There are two practical implications of our findings. The first is supporting the concept of frailty as a dynamic decline in multiple physiological systems. The deficit accumulation approach posits that frailty is the accumulation of abnormal clinical features, such as cardiovascular and neurological diseases, leading to a state of decreased functional capacity and susceptibility to additional diseases [35]. This approach could also consider the dynamic [36], continuous and interdependent nature of the frailty process [9, 10]. The second implication is supporting change as a frailty measure. While this study did not include health outcomes, it shows the concurrent decline in multiple systems. It is possible that the rate of change in frailty itself is to be regarded as a clinical problem, as some studies suggest a rapid increase in frailty is associated with poor outcomes [37]. Other studies suggest that change may even surpass frailty score absolute values as a determinant of poor health outcomes [38], although results are equivocal [11]. The results presented here suggest that change is more likely to reflect a global decline in other physiological systems.

Overall, the data presented here suggest frailty is better described as a multidimensional concept over time than as a True/False statement. Frailty scales are a proxy of how well the different physiological systems are working, and may be more strongly associated with self-reported frailty than actual performance decline [39, 40]. However, converging metrics suggest there is an underlying relationship that ties those concepts together over time. Whether periodical measuring of functional capacity by itself is enough to identify potentially frail individuals is subject to future research [41].

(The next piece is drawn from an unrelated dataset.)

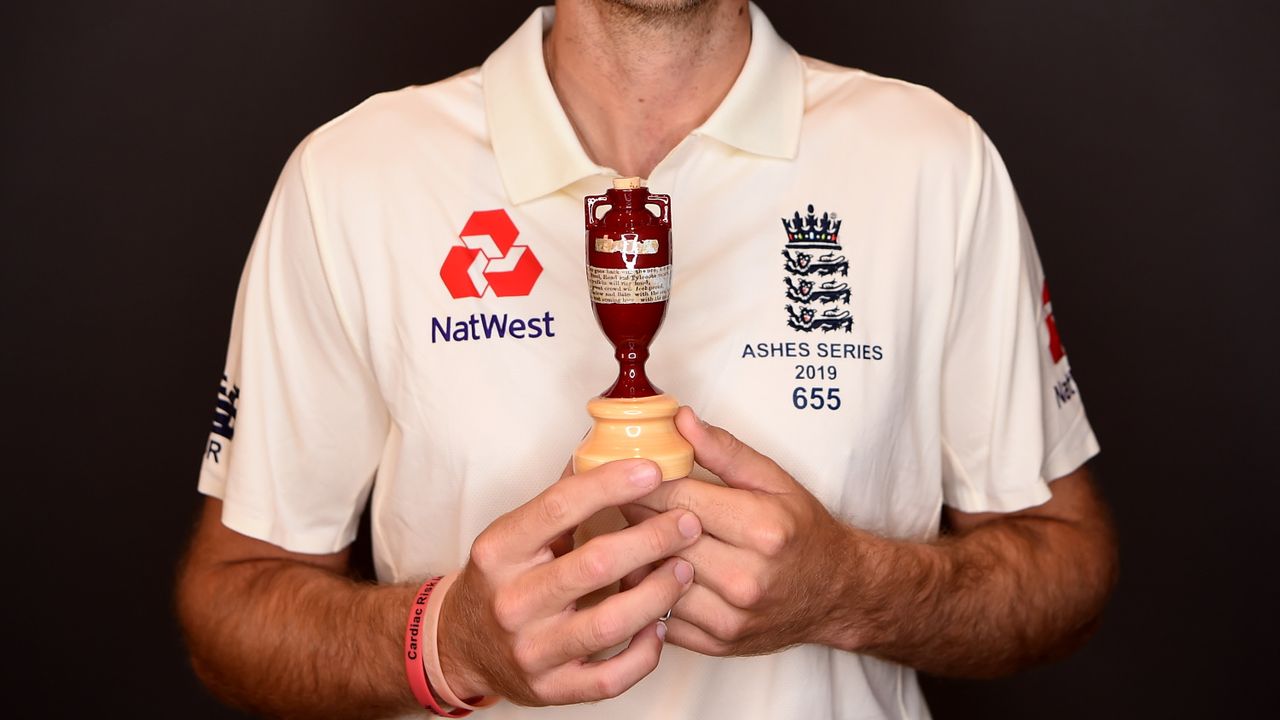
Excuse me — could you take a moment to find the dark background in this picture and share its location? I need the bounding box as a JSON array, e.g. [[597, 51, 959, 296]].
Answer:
[[0, 0, 1280, 719]]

The main strength of our study is the longitudinal follow up of older people. As residents in an aged care residence, some degree of impairment was present in all individuals. This cohort will benefit from improved frailty identification measures, for preventative and therapeutic measures to reverse frailty. The main limitation of our study is that it is a sub-study of an interventional clinical trial. The intervention may have altered the natural frailty course and introduced biases. To account for biases, we performed the analysis stratified by intervention or control group. While statistical significance was lost, the direction of associations was consistent in both groups. The relatively small sample size reduced the capacity for further stratification, such as by gender and age, and these variables should be included in future studies. The analysis stratified by intervention group can be found in the appendices. Enrolment criteria may also have introduced a bias which limits generalisability. Recruitment was exclusive for aged care residents but excluded participants with low MoCA and high frailty index. Since this is a population unable to live independently, there may be other factor not measured contributing to increased frailty over time. A cap effect in frailty index (both morbidity and function) meant people with higher frailty index (frail) were less likely to become frailer than individuals with low frailty index score (healthier). Finally, some measures might be inadequate as long term measures of patient function and require further studies with more detailed data collection.

Conclusion

The results suggest an interdependence between comorbidities, physical capacity, cognition and activities of daily living in aged care residents. Comprehensive repeated measurement of frailty-related metrics may provide improved understanding of frailty progression at later life stages.